I find myself seeking places of calm online, or making them myself with clever hacks from other people just as fed up as I am. There is a wonderful browser extension called “Shut Up” that hides comment sections on websites, so that when you hit the bottom of an article, you don’t have to see someone screaming vitriol into your face. A clever programmer recently found a way to create a fake comment section where the only comments a user sees are their own. You, the site owner, see nothing.

This isn’t to say I want to become a digital hermit. We all, even the introverts, need some human contact in our lives. There are some wonderful oases on the social web. If only they weren’t enmeshed between the garbage fires. It just seems like there’s more garbage fires than oases these days. Fourteen years ago, I met the love of my life on a message board for a now defunct humor website. The web was different then, less interconnected and more siloed. There’s always been a social component to the Internet, but it happened at a slower, quieter pace. You could negotiate it on your terms.

There’s an idea, now twenty years old, of calm technology, “in which technology, rather than panicking us, would help us focus on the things that were really important to us.” A more recent manifestation is “The Slow Web”. Neither have gained much traction, largely because calm and slow isn’t the sort of thing that gets the big VC bucks.
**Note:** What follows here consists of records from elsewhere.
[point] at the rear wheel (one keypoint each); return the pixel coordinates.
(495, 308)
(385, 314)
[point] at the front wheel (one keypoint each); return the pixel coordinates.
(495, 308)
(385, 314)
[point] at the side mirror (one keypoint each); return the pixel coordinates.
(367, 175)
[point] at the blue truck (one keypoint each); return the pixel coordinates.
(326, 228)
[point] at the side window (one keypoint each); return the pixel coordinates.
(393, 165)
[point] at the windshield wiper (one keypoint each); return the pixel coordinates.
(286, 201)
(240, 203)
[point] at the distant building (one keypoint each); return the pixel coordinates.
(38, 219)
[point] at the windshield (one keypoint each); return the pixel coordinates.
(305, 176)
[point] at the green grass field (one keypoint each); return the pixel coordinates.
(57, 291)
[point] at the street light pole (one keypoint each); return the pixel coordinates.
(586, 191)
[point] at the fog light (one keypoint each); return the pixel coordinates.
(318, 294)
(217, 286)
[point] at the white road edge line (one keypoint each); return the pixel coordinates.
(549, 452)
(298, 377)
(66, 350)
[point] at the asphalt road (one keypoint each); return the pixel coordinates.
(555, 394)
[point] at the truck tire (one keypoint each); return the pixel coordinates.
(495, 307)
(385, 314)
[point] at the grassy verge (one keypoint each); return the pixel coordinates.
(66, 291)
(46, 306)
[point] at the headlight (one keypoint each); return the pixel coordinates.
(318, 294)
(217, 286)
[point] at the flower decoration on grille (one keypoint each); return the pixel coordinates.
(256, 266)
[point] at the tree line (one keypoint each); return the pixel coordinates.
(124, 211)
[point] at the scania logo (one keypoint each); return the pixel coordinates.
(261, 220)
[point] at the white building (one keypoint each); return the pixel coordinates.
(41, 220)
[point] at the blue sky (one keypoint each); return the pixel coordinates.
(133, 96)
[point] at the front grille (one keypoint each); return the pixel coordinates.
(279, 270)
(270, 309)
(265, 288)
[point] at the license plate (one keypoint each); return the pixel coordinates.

The current social web, and its constant demands, constant clamoring, and constant conflict, is the opposite of calm technology. Part of it is a function of volume in that there’s more people using the Internet and its social spaces now than ever before, and we’re still navigating the societal changes that come when everyone has a megaphone. I’m sure it’ll shake out in time, but that doesn’t mean we all have to be standing in the middle of it.

Ellen Pao: The trolls are winning the battle for the Internet

“Reddit is the Internet, and it exhibits all the good, the bad and the ugly of the Internet. It has been fighting this harassment in the trenches. In February, we committed to removing revenge porn from our site, and others followed our lead. In May, the company banned harassment of individuals from the site. Last month, we took down sections of the site that drew repeat harassers. Then, after making these policy changes to prevent and ban harassment, I, along with several colleagues, was targeted with harassing messages, attempts to post my private information online and death threats. These were attempts to demean, shame and scare us into silence.”

Former Reddit CEO Ellen Pao: The trolls are winning the battle for the Internet – The Washington Post

After this, I’m amazed Ms. Pao is as optimistic as she comes across in this piece. One thing is certain—the lassiez faire, “free speech” above all attitude is no longer going to work on the Internet and its communities. The trolls are winning, but only because the opposing forces are just beginning to mobilize.